Je ne l’ai jamais vu·e, mais iel me connaît. Je suis issu·e d’une série, et je sais, à l’instant même où iel me réveille, qu’iel a déjà volé avec l’un·e de mes adelphes. Iel est déjà sanglé·e ; ses mains ajustent mes paramètres de pilotage ; son interface sonde ma liste de contrôle.

Iel ne répond pas. Je sens la tension, mais aussi la précision et la rapidité de ses doigts sur mes commandes. Ce n’est pas un pilote de série qui vient procéder à un vol de test ; c’est un Agent, et iel a une mission. Son cœur à vapeur pulse dans ma nacelle. Son conduit d’échappement est branché au mien ; je sens son souffle chaud passer à travers moi.

Il y a quelque chose d’anormal. Je suis lea seul·e éveillé·e sur la piste. Toustes mes adelphes dorment, aligné·es en rang près de moi. Aucun personnel logistique n’est là. Je n’ai jamais vu la piste aussi calme, aussi déserte.

« Nous partons seul·es ?

– Oui.

– Quand ?

– Immédiatement. »

Toute ma liste est verte. La rampe est libre. Il n’y a rien à ajouter. Je suis son vaisseau.

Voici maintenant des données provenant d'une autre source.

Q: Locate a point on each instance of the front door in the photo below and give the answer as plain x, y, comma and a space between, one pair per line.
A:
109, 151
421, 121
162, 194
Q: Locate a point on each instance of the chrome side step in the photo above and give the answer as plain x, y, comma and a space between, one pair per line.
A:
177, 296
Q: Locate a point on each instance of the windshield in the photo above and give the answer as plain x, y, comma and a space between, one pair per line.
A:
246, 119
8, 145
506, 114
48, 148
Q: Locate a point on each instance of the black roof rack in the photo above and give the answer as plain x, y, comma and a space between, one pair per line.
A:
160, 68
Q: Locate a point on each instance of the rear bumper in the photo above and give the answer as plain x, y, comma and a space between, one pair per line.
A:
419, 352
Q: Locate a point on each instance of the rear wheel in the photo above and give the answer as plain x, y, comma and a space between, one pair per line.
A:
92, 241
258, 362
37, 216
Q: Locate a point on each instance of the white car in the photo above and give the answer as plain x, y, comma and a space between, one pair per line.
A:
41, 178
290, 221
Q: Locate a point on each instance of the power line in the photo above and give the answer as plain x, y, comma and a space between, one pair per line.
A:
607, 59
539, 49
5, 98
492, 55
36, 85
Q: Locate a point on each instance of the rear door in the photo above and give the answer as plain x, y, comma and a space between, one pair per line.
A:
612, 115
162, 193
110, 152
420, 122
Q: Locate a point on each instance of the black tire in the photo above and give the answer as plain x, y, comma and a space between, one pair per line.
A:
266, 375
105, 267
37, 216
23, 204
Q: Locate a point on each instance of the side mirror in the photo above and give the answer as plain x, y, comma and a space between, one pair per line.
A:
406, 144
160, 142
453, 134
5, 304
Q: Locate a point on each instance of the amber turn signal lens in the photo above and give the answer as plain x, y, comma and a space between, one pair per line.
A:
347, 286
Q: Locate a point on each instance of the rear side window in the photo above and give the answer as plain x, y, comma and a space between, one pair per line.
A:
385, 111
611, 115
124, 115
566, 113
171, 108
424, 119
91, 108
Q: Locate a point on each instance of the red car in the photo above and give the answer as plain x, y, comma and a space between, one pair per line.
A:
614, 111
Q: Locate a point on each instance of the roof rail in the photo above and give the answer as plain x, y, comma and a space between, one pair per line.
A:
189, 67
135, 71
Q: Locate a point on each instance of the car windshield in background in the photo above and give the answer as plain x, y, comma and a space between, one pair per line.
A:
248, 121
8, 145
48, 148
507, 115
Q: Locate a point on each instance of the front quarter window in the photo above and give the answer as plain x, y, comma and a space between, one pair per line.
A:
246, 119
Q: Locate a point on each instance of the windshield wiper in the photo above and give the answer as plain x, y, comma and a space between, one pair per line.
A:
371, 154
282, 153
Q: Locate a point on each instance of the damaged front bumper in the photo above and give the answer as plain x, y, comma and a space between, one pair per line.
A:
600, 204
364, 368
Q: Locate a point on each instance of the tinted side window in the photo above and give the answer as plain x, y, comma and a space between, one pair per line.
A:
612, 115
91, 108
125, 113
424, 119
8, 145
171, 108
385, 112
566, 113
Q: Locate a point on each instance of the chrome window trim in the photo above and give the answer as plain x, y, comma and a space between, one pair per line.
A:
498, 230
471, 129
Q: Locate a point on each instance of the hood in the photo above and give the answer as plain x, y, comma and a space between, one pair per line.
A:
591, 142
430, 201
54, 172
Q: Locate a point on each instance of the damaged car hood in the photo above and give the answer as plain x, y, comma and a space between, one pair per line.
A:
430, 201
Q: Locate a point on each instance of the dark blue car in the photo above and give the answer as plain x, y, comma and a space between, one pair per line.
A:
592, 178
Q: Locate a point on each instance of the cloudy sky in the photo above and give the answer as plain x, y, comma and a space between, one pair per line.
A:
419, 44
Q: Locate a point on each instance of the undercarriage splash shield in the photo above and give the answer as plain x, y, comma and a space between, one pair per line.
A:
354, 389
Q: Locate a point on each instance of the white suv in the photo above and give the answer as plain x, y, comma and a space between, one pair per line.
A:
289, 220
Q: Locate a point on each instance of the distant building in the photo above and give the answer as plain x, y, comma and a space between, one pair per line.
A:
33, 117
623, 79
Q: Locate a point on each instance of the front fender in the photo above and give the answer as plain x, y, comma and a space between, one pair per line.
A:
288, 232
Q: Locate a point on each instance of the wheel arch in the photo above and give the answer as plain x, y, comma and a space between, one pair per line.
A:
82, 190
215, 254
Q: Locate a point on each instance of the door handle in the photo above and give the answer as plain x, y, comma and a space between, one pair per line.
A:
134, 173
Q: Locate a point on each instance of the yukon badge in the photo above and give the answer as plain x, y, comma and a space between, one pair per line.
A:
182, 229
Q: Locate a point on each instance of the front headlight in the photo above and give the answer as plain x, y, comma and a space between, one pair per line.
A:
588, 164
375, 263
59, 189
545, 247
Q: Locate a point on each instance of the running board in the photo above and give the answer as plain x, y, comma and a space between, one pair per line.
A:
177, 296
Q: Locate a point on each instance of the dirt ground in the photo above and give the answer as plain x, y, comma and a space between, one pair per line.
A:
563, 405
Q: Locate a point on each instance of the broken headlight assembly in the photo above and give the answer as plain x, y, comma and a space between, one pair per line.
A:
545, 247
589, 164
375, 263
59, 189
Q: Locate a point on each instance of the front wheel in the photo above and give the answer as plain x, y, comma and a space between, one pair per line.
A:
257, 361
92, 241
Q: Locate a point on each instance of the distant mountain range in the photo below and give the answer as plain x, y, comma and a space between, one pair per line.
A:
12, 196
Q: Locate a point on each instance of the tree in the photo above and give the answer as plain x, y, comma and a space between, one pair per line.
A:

Iel lance mon réacteur. Mes senseurs de température font un bond. Je sens la vibration familière emplir mon ossature. Mon grondement contenu se réverbère contre les handargs. La téralithe liquéfiée coule dans mon circuit d’admission et brûle dans mes entrailles. Je n’ai jamais volé seul·e, mais en cet instant, j’en ai terriblement envie. Peut-être me suis-je élancé·e sur la file de décollage une fraction de vibration avant que ses mains ne poussent mes commandes. L’a-t-iel senti ?

Iel a l’air aussi tendu·e que moi. Iel nous arrime à la rampe et pousse l’admission sans perdre la moindre vibration. L’échappement de mon réacteur vaporise la poussière de la piste. Mes patins quittent la rampe, et nous fendons le ciel comme un projectile.

Iel encaisse la poussée mieux que les auto-pilotes : sans lâcher mes commandes, iel me fait immédiatement replonger vers le sol et raser le sable du désert d’aussi près que mes capteurs de proximité le permettent. J’imagine la traînée d’écrous fondus que mon passage doit y creuser. Iel ne lâche toujours pas la gâchette d’admission. Iel me jette à travers le mur du son sans ralentir et accélère toujours. À cette vitesse et à cette altitude, les écrous-montagnes surgissent de l’horizon plus vite que je ne pourrais les esquiver. Heureusement, je possède une carte du soleil ; mais ellui aussi, visiblement : iel contourne un écrou géant de très près, méprisant de le franchir par le haut, et m’oriente droit vers un axe planétaire. Je ne comprends sa manœuvre qu’au dernier moment, et je tente tout pour en adoucir la courbe, mais iel tient mes commandes étroitement serrées et ne me laisse lui épargner aucune pression. Nous enroulons l’axe à une vitesse vertigineuse ; le soleil rapetisse dans notre dos, et la planète de destination tourbillonne vers nous. Je sens ses capteurs se désynchroniser des miens à cause de la force centrifuge de notre spirale frénétique. Je vois l’axe tourner si près de mon corps que je pourrais presque le toucher.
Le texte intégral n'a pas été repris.